If that is not your experience this morning, or if you would like to increase your experience of his love, here are 3 simple steps.

1) Ask Jesus to give you new life and the knowledge of his love for you, personally. Not simply knowing about God and Jesus and religion. It is like the difference, for you young folk considering marriage, between knowing a particular boy would be a good and godly husband and knowing him as your husband. You may have much religion and church, but do you know Jesus personally? I know it is humbling to have to pray and ask Jesus to give you life. But please do not allow pride to keep you from this amazing love!

2) Read the Bible as God’s personal letter to you. Faith comes by hearing the Word of God. Are you hearing Jesus through his word?

3) Commit to a group of believers who are passionately seeking to know the love of Jesus. It does not have to be this church. But know this: the experience of the love of Christ is not found in solitude. Paul prays that we might comprehend, “with all the saints,” the love of Jesus. Are you part of a group of people seeking to be rooted and grounded in this glorious love?

3. The Love of Jesus Christ is Greater than we would have ever dared hope (Ephesians 3.18b-19)

What is the breadth of the love of Jesus? It is a wideness of love that embraces the entire world! All people, in all places, in all times, can know the love of Jesus: “For God so loved the world, that he gave his only Son, that whoever believes in him should not perish but have eternal life” (John 3.16). You are not beyond the grasp of the love of Christ. His arms are sufficiently broad to hug and hold you. It does not matter your sin; what matters is your faith. Will you believe that Christ’s love is broad enough to encompass you?

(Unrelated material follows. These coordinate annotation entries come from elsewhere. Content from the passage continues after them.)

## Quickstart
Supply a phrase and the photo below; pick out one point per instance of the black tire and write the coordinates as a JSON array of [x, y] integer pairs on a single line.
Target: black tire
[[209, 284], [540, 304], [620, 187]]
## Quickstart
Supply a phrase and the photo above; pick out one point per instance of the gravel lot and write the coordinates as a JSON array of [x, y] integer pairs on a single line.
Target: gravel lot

Not only is it broad, but it is also a long love. What is the length of the love of Jesus? A love which stretches into eternity. The love of Christ does not save you today so that you can earn his favor and kindness tomorrow. The love of Jesus holds you forever and ever. How long is the love of Jesus? Too long for you to outlive; long for you to exhaust; too long for you to drain dry; so long that you will never come to its end.

Not only is it broad and long, but it is also high. What is the height of the love of Jesus? It is a love which reaches all the way to heaven. A love which carries sinners into the very presence of God! A long high enough to reach from the hell we deserve to the heaven we long for in the depth of our hearts.

Not only is it broad and long and high, but it is also deep. What is the depth of the love of Jesus? It is a depth which loves all the way into the darkest recesses of your soul. Remember those areas you are afraid will one day come to light? The sins and attitudes and motives which embarrass you and make you fearful of ever knowing God’s favor? His love is deep enough to cover them.

Broad, long, high and deep—this is the love of Jesus!

4. Conclusion

God wants each of us to know that love, so that we will be filled with the fullness of God. God’s fullness comes to us, not by church membership, officer ordination or preaching of sermons, but by the love of Jesus. God provides, we receive this by faith. Just as we do the Lord’s Supper.